You can understand this better from a symmetry point of view. In each case you have a state in an isospin 3/2 representation decaying and so this symmetrises the final state isospin. The Δs decay into a particular isospin combination in the final state, it is just that in the case of the ++ and -, this state is a set of physical states while in the + and 0, the state is a linear combination of the physical states and so when you project out the physical states, each channel obtains a factor of 1/2.

3. Feb 3, 2017

### Orodruin

Staff Emeritus
Just to put some more detail into it.

The $\Delta$ baryons form an isospin quadruplet, meaning you can transform the $\Delta$ baryons into each other using isospin transformations.

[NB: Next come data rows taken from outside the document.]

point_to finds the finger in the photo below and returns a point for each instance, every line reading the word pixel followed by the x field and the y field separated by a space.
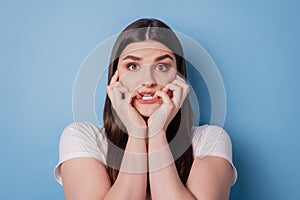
pixel 180 78
pixel 184 86
pixel 114 78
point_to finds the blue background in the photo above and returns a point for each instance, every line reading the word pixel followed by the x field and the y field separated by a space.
pixel 255 45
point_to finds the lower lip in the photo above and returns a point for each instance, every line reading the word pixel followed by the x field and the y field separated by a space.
pixel 155 100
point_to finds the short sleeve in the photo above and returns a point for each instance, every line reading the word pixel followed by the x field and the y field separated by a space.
pixel 211 140
pixel 81 139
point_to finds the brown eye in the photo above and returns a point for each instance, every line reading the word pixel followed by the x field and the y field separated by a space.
pixel 162 67
pixel 133 67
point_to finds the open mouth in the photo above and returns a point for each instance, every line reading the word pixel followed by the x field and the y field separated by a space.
pixel 146 97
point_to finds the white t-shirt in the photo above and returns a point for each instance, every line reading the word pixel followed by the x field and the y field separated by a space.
pixel 83 139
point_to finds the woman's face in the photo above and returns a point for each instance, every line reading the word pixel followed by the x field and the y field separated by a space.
pixel 145 67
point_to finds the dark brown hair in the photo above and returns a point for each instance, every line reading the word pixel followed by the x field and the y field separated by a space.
pixel 138 31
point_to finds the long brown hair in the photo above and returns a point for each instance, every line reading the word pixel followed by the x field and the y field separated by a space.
pixel 138 31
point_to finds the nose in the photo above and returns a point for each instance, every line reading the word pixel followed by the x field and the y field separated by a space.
pixel 148 79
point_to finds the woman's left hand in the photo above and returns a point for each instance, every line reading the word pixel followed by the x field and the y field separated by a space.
pixel 160 119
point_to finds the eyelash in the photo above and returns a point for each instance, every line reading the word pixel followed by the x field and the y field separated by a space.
pixel 129 67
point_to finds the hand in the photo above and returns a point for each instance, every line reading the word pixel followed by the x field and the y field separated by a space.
pixel 160 119
pixel 121 99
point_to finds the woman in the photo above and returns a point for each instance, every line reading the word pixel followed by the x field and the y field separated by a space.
pixel 147 147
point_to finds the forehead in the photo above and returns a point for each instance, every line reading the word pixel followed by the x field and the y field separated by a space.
pixel 146 48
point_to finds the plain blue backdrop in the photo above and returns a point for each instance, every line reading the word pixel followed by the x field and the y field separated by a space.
pixel 255 45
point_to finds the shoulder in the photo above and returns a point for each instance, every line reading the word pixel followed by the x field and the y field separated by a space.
pixel 206 137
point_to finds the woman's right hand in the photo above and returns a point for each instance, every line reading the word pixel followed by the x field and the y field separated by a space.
pixel 121 98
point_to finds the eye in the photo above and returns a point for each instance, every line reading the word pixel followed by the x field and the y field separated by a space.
pixel 162 67
pixel 133 67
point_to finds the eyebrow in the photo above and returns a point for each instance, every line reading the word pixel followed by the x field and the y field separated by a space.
pixel 136 58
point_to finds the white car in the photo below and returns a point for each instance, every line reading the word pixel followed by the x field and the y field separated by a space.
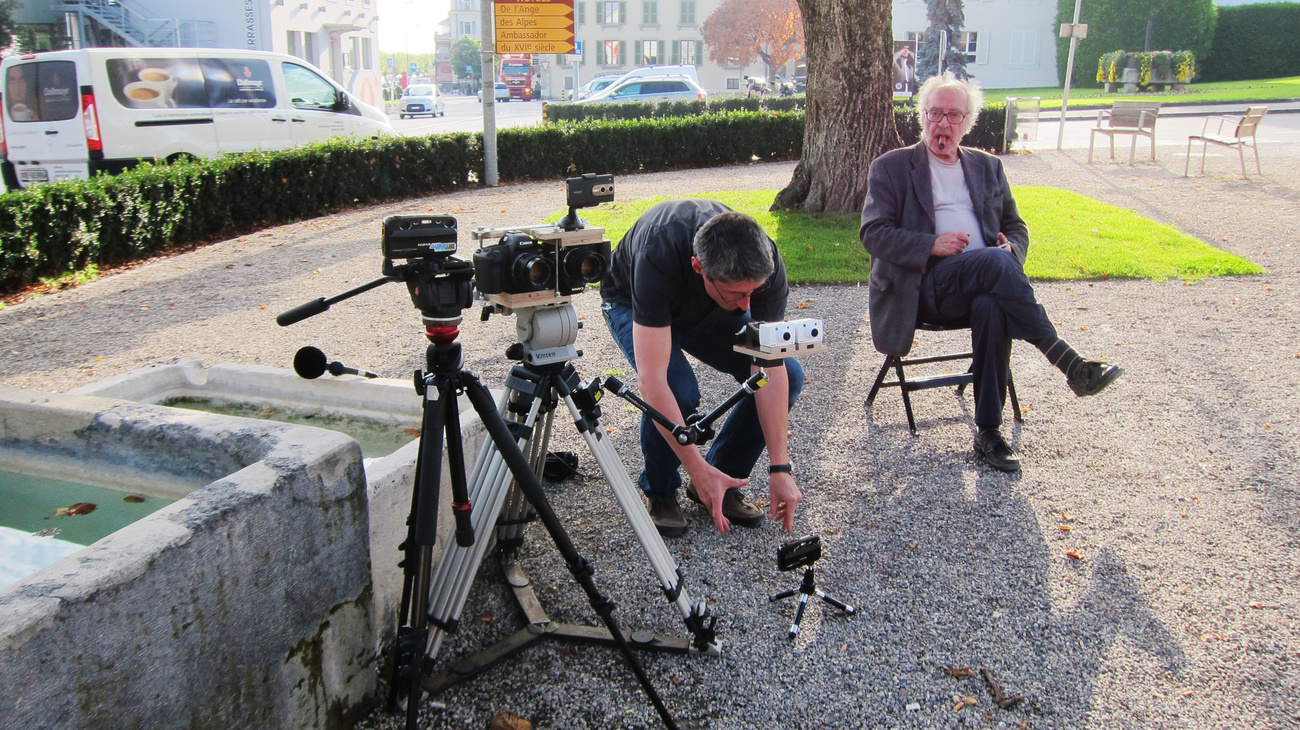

At the same time, protons and neutrons form an isospin doublet $N$ while the pions form an isospin triplet $\pi$. Having a final state containing an $N$ and a $\pi$, you can have the (strong) decay $\Delta \to N + \pi$ only if isospin is conserved. The representations in the final state are of the form $2\otimes 3 = 4 \oplus 2$, where the 4-representation occurs when the isospins are parallel and the 2-represenation occurs when the isospins are anti-parallel. Due to isospin conservation, only the decay into the 4-state is allowed. The (normalised) state in the 4-representation with a third component of 1/2 is given by $(\sqrt 2 (1/2)(0) + (-1/2)(1))/\sqrt 3$. As you can see, this is a state that is a linear combination of $p+\pi^0$ ((1/2)(0)) and $n+\pi^0$ ((-1/2)(1)).

Let me also correct myself, the branching ratios of both channels are not the same. The branching ratio of $\Delta^+$ into $p+\pi^0$ should be twice as large as that into $n+\pi^+$ based on these symmetry arguments. The $p+\pi^0$ partial width is therefore 2/3 of the $\Delta^{++} \to p + \pi^+$ width and the $n+\pi^+$ is 1/3.